The report added leaders had provided pupils with external guidance to reduce bullying, however no evidence was found that it led to fewer bullying incidents.

‘CHILDREN’S SAFETY IS SECONDARY TO VESTED INTERESTS’

The report also said: “The principal summed up inspectors’ description of the school’s culture as ‘toxic’.

“Relationships between staff and parents and carers have led to a situation where children’s safety is secondary to vested interests.

“The staff body is divided and those who want to change are intimidated by other staff and a body of parents who want to retain control over the school.

“Children are at risk of serious harm and are not protected when they should be.”

It continued: “There is no impartial oversight from trustees. They are all directly connected to the school, staff or parents.

“There is no one who can consider complaints or allegations against staff with any objectivity as they are all – in the word of school leaders – ‘contaminated’.”

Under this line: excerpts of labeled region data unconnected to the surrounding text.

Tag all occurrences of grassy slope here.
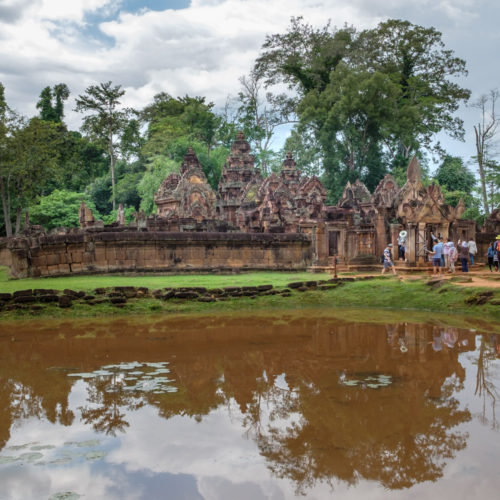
[0,267,331,293]
[0,264,500,331]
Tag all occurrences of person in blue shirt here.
[429,239,443,276]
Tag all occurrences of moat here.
[0,310,500,500]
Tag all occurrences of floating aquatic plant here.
[340,373,392,389]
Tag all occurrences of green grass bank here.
[0,266,500,332]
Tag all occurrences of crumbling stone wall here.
[0,231,311,278]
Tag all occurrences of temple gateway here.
[151,132,475,266]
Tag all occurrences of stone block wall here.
[0,231,312,278]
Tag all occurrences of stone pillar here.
[406,222,417,266]
[375,214,388,257]
[389,224,403,262]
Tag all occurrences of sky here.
[0,0,500,172]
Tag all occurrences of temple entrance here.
[328,231,340,257]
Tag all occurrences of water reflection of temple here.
[0,315,486,490]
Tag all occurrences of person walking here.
[443,238,453,270]
[459,241,469,273]
[467,236,477,266]
[448,241,458,274]
[429,239,443,276]
[382,243,396,276]
[492,236,500,273]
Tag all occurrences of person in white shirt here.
[467,236,477,266]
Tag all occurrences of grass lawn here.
[0,266,331,293]
[0,264,500,331]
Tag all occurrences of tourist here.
[488,242,498,273]
[493,236,500,273]
[467,236,477,266]
[443,238,454,270]
[382,243,396,276]
[458,240,469,273]
[398,231,406,260]
[429,239,443,276]
[448,240,458,274]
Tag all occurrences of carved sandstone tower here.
[216,132,259,226]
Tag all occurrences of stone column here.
[375,213,388,257]
[389,224,403,262]
[406,222,417,266]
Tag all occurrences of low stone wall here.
[0,231,312,278]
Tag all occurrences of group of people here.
[382,231,500,276]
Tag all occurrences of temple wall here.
[0,231,312,278]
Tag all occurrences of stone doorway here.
[328,231,340,257]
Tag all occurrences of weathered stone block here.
[58,295,73,308]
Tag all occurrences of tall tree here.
[36,83,69,123]
[254,18,470,197]
[75,81,130,210]
[472,90,500,215]
[2,118,61,234]
[0,83,20,236]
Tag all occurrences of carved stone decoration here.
[78,201,95,229]
[155,147,216,222]
[116,203,125,226]
[371,174,399,208]
[217,132,259,224]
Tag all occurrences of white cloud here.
[0,0,500,161]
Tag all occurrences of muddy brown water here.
[0,311,500,500]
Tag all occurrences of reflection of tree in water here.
[475,335,499,429]
[236,326,470,493]
[79,373,144,436]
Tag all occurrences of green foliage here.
[100,207,136,224]
[36,83,69,123]
[85,173,113,214]
[254,18,470,198]
[434,155,476,194]
[116,172,143,210]
[28,189,96,231]
[137,156,180,215]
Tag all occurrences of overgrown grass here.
[0,267,331,293]
[0,273,500,331]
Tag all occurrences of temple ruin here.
[0,132,486,277]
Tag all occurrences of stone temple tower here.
[216,132,260,225]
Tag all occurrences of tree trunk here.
[474,124,490,217]
[0,175,12,237]
[109,132,116,210]
[15,207,22,235]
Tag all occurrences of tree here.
[6,118,61,234]
[254,18,470,199]
[353,19,470,160]
[36,83,69,123]
[472,90,500,216]
[29,189,95,231]
[232,71,296,175]
[434,155,476,194]
[75,81,130,210]
[0,83,19,236]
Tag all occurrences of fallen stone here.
[109,296,127,305]
[38,294,59,303]
[58,295,73,308]
[14,295,37,304]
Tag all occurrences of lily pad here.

WHAT THE SCHOOL’S TRUSTEES SAY

A school spokesman said: “The Trustees of Wynstones School accept and apologise for the failures highlighted in Ofsted’s report dated 21 January 2020. We are addressing these shortcomings already and robust action is underway to tackle these issues swiftly.

“Our steps towards change will enable the school to re-open safely and include staff training on teaching, safeguarding and first aid.

“Safeguarding specialist Jan Pickles has been engaged to advise teachers and leaders.

“A new Special Educational Needs Coordinator (SENCo), who will work with experts to instil an anti-bullying culture within the school has been appointed, while we are actively recruiting a new Designated Safeguarding Lead (DSL) to address the required improvements to safeguarding practice.

“We are also making provision for an independent hearing panel and working closely with a senior recruitment specialist to appoint a new Headteacher to lead Wynstones School forward with the support of two new senior leaders with a proven track record in turning around underperforming schools.

“Our teachers and parents are aware of their role in enforcing the necessary changes Ofsted has clearly set out for us.

“As a board of Trustees, we will rebuild trust in our school and bring the positive aspects of a globally revered Steiner education back to our pupils.”

WHAT THE STEINER WALDORF SCHOOLS FELLOWSHIP SAY

Executive director of Steiner Waldorf Schools Fellowship Fran Russell said: “We support the plans for change at Wynstones School, which are in-line with the comprehensive action plan of further improvement and modernisation we are promoting across all Steiner schools in the

UK.

“The Fellowship fully supports the trustees at Wynstones School as it addresses the failures highlighted in the report and will do all it can to uphold the necessary changes.

“While there is work to do at Wynstones School, other Steiner schools have made good progress and shown both the capacity and capability to embrace positive change. Wynstones School is much-beloved by its families who experience a kind and nurturing learning environment they would recommend to others.

“The Fellowship’s focus remains on continually improving safeguarding, leadership, assessment, our curriculum and staff training across all its schools.

“Keeping children safe and well-educated is the number one priority.”